CHILI Project: Benchmarking Early Magma Oceans on Earth and Venus
PlanetaryScienceComments
Hypothetically, if we saw a similar mechanism on a smaller scale, like in lunar magma oceans, we might find that the timing of the crustal formation is less about the volume of volatiles and more about the specific thermal conductivity of the early crust.
This kind of precision in modeling is actually useful for the folks building the next generation of landers. Knowing the likely composition of the early crust helps in picking the right drilling sites to find actual evidence of this history.
We saw similar projections during the last major planetary evolution overhaul, but those models underestimated the cooling rate of the mantle by nearly a million years. I wonder if the CHILI benchmarks accounted for the same mantle viscosity discrepancies.
mantle viscosity wasn't the primary driver there; it was the radiative cooling efficiency.
This needs to be read alongside the recent data on Venusian sulfur isotopes. If the volatile partitioning is as sensitive as the post suggests, the isotopic ratios might invalidate the 50 million year window.
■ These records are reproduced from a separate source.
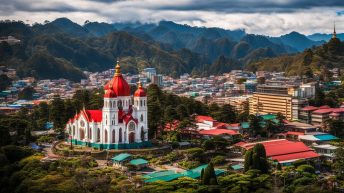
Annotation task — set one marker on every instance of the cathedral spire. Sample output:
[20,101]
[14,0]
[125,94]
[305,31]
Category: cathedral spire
[334,30]
[118,69]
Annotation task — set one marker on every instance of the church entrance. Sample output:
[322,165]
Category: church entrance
[132,137]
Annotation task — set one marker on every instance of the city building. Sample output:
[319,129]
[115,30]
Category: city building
[281,98]
[122,122]
[283,151]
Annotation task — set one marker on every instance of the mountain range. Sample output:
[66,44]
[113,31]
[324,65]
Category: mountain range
[63,49]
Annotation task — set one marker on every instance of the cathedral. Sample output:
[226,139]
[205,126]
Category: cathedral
[121,124]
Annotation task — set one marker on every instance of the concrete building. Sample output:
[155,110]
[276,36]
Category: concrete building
[279,98]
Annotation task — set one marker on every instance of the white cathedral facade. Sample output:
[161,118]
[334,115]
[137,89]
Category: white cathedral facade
[121,124]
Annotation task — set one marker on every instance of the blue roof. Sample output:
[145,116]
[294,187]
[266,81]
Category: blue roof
[169,175]
[121,157]
[139,161]
[325,137]
[237,167]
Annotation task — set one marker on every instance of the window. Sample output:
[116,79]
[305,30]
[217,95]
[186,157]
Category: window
[90,133]
[119,104]
[98,135]
[113,136]
[120,135]
[142,134]
[131,127]
[105,136]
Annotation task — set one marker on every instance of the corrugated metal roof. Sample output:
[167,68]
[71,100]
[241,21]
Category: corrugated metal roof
[121,157]
[138,161]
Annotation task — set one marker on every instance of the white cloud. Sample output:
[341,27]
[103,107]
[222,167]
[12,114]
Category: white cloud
[307,21]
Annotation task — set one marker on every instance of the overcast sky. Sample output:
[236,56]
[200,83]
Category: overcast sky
[269,17]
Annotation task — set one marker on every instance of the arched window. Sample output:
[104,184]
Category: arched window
[98,135]
[142,134]
[120,104]
[113,136]
[82,133]
[105,134]
[120,135]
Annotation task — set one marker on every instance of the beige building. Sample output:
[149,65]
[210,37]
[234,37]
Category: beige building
[273,99]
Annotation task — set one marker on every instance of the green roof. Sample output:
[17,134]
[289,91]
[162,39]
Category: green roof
[121,157]
[138,161]
[159,174]
[237,167]
[165,178]
[268,116]
[245,125]
[168,175]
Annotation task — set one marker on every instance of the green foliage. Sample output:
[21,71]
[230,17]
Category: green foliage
[338,166]
[311,61]
[4,82]
[26,93]
[306,168]
[251,181]
[215,143]
[209,176]
[15,153]
[256,159]
[218,160]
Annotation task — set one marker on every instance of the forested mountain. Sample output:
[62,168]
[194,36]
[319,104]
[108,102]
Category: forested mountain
[63,49]
[317,60]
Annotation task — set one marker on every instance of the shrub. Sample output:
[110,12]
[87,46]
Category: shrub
[16,153]
[189,164]
[218,160]
[306,168]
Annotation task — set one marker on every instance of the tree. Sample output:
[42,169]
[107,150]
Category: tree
[209,176]
[26,93]
[226,114]
[255,127]
[57,114]
[339,164]
[182,112]
[256,159]
[4,82]
[248,160]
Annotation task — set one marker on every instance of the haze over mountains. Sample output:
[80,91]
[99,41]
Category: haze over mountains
[62,48]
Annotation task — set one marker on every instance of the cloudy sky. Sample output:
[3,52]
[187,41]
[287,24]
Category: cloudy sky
[269,17]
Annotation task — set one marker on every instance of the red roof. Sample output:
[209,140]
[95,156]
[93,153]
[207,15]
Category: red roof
[220,125]
[94,115]
[309,108]
[201,118]
[110,94]
[295,156]
[234,124]
[294,133]
[140,92]
[218,132]
[283,150]
[118,84]
[323,111]
[335,114]
[324,107]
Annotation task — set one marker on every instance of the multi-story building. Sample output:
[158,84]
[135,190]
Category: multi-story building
[279,98]
[122,122]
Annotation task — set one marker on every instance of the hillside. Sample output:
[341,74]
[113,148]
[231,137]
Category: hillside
[311,61]
[63,49]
The degassing rates during that extended liquid phase would be massive... especially considering how water and CO2 behave in a silicate melt... it could have fundamentally altered the initial oxidation state of the atmosphere!
If the oxidation state was altered as you suggest, did the paper specify whether the degassing was primarily through episodic overturning or a steady-state leak?
It is encouraging that the CHILI project is benchmarking multiple codes. Standardizing these simulations reduces the noise and helps the community move toward a consensus on planetary birth.